Zetsche has put his stamp on Daimler AG, but his strategy is coming under close scrutiny.

The Daimler AG annual meetings have a long history of dragging on as shareholders use the forum to voice opinions about the failings of company’s management — and the 2010 meeting was no exception.  But the key question, this year, is one that could come to haunt the company an its primary brand, Mercedes-Benz.

“It seems to me our company is suffering from an identity crisis,” said one frustrated shareholder during the 4-hour session, wondering a loud about Daimler’s seemingly schizophrenic strategy.

On the one hand, the company wants to keep selling high-end luxury cars – it really, really does and really doesn’t have much choice.  But on the other hand, Mercedes-Benz seems committed to the development of smaller cars and greener vehicles as quickly as possible — something the new deal with the Renault-Nissan Alliance underscores.

Daimler chief executive officer Dieter Zetsche also repeatedly asserted that the German automaker was ahead of all competitors in developing the new technology that will be required to remain  the world’s top luxury  brand in the years to come.  But shareholders at the Berlin meeting clearly weren’t impressed.

Over the past 15-years, Mercedes has repeatedly tried to maneuver into the smaller car segments without much success, they noted. Indeed, it’s as if the ghost of the Cadillac Cimarron had moved abroad and taken up residence in Stuttgart.

Moreover, the deal with Renault  came about because Zetsche had told shareholders  during an earlier annual meeting  Daimler was in the process  of developing a comprehensive plan to  end the continuing losses at its Smart car division.  So, in some respects Daimler ‘s critical shareholders have only gotten what they demanded.

However, Renault, while making several generations of cars that fit well into the modest end of the vehicle market, has never exactly been an earnings powerhouse.   Indeed in the late 1950s, when the French government was the company’s principal owner, it has been reported that the country actually made more money from Bridget Bardot movies than off Renault cars.
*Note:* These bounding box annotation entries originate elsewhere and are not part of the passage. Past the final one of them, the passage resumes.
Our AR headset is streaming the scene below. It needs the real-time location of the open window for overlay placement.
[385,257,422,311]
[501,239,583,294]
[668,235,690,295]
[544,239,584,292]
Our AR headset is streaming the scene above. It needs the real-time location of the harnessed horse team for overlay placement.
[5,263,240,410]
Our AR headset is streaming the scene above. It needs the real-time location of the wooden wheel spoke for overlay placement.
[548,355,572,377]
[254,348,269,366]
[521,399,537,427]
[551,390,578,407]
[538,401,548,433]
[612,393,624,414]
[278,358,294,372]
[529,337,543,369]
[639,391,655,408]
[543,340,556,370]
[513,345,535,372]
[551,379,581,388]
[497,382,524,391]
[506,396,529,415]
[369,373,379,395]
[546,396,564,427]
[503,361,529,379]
Though possibly apocryphal, that goes a long way towards explain the skepticism about the deal among Daimler shareholders and in the German press.

Several shareholders scornfully noted Daimler now intends to install small Renault motors  not only in the Smart cars but also the Mercedes  A- and B-Class models, which by  necessity will account for a steadily growing share of  Mercedes-Benz  sales.  (And could they eventually move up into the larger C-class, as well, as Mercedes-Benz struggles to meet new European Union emission standards?)

Zetsche, however, insisted that Daimler’s board of management had everything under tight control. It intended to continue building the world’s best luxury vehicles without any compromises even as it developed the green cars of the future.

“Daimler aims to be, and will be, a pioneer in the field of electric mobility and I can assure you that when  alternative drive systems  go  into mass production in a  few years, we will be ahead of the competition,” the CEO asserted.

At the same time, the greater the challenges the lower the probability of dealing with them on our own,” Zetsche added in perhaps the most telling line in his entire address to shareholders.

However, shareholders noted that Evonik, Mercedes’  key battery partner, is already considered an also-ran in the competition  to develop next-generation automotive batteries.  Chinese, Japanese, Korean and American companies are already well ahead of Evonik.

Even Daimler’s new alliance with China’s BYD may never really get off the ground, as Chinese companies sign lots of memorandums but very few every bear any fruit, one Daimler official ruefully noted.

For a long time, Daimler executives believed buyers of Mercedes-Benz vehicles weren’t much interested in environmental  issues and they were probably right.  But it also left the company blind or indifferent to the potential threat from a combination of rising fuel-prices, tougher governmental regulations and changing consumer preferences.

Shareholders probably have a right to be skeptical.